29
Reinhart vuotò il suo bicchiere di acqua aromatizzata al limone e fece cenno al cameriere di portargli un'altra bottiglia.
Dopo essere stati esposti a dieci ore di informazione più o meno continua (con interruzioni per qualche ora di sonno notturno e per visite indivi-duali alla toilette), lui e Jung si erano ritirati in un angolo appartato e vagamente fresco della sala da pranzo del Grimm. Erano le undici di mattina e gli avventori dell'ora di pranzo non erano ancora arrivati. Un paio di giornalisti della TV erano seduti a un tavolo vicino ai finestroni con davanti la prima birra del mattino, è vero, ma era evidente che non erano ancora esattamente in gran forma.
«Allora» disse Reinhart. «Cosa ne pensi?»
«Che non è una bella storia» rispose Jung.
«Neanche un po'» convenne Reinhart. «Nemmeno misurata con il nostro metro.»
«No» disse Jung. «E tu, qual è il tuo parere, allora?»

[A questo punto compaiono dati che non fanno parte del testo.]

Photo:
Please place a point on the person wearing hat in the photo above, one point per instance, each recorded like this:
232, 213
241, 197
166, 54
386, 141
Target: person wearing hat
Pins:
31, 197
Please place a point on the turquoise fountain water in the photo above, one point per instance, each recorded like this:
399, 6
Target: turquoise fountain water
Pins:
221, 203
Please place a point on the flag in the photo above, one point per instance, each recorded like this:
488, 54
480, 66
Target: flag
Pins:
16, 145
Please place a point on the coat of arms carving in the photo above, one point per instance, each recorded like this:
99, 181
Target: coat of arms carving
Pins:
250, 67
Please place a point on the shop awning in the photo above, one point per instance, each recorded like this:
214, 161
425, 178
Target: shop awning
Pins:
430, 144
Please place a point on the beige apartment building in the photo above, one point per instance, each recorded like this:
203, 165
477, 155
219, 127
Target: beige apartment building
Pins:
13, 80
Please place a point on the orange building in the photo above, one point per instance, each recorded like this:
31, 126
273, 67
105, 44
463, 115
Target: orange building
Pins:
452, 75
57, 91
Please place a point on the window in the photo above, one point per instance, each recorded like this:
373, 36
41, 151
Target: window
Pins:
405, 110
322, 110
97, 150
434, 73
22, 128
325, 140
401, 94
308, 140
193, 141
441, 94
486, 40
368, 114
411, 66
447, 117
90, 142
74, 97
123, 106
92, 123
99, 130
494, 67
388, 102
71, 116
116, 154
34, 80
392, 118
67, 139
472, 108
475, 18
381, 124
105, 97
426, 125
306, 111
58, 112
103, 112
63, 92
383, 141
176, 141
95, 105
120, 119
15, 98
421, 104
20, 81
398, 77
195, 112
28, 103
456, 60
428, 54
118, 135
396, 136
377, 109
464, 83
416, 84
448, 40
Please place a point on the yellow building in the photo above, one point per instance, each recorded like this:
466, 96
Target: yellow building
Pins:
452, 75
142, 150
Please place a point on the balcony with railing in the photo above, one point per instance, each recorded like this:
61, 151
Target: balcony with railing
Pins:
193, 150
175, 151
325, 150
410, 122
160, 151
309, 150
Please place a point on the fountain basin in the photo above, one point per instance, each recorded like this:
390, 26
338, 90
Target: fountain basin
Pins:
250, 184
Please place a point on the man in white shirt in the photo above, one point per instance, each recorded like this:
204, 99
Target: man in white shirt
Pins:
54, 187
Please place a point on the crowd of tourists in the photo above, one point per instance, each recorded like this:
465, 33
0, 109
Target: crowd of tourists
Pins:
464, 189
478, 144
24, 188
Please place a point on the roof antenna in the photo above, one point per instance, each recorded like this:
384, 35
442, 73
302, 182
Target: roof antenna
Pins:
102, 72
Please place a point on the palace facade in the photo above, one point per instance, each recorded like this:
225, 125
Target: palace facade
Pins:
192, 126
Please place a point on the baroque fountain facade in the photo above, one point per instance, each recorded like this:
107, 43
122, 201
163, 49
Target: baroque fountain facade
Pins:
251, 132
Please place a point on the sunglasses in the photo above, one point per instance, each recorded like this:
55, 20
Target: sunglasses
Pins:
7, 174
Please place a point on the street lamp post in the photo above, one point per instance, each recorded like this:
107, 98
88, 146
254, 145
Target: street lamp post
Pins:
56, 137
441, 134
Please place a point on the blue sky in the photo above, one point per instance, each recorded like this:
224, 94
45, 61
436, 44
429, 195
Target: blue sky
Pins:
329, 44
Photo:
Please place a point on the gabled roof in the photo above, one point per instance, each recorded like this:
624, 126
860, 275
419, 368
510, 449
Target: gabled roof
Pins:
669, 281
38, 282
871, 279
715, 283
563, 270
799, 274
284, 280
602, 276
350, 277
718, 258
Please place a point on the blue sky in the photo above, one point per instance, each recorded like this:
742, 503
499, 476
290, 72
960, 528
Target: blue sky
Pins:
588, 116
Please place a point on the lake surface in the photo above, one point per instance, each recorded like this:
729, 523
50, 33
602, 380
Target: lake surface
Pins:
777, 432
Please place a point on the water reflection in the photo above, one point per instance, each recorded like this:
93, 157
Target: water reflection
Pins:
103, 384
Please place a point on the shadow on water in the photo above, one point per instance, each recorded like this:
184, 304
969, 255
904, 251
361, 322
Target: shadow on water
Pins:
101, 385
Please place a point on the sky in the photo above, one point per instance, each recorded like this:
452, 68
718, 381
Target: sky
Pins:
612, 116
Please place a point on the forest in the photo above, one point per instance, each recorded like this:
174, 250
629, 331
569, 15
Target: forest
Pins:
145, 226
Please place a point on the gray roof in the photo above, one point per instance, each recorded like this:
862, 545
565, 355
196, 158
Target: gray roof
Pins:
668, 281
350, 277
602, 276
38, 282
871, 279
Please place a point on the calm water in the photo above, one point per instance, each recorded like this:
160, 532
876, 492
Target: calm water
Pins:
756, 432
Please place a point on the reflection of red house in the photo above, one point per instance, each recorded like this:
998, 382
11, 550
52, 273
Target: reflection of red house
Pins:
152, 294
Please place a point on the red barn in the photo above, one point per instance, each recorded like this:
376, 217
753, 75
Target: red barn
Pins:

Reinhart si strinse nelle spalle.
«Non so. Ma se VV adesso è a Stamberg, direi che non è impossibile che la soluzione stia laggiù. Lui inciampa sempre in questo o quest'altro, quando va in giro.»
Jung annuì.
«Oppure ha solo preso un'insolazione» completò Reinhart, afferrando la nuova bottiglia di acqua al limone.
«Oppure se ne infischia.»
Reinhart tirò fuori pipa e tabacco.
«Mmm, sì» borbottò. «Non mi pare da lui mollare una cosa come questa, ma è anche vero che circolano certe voci.»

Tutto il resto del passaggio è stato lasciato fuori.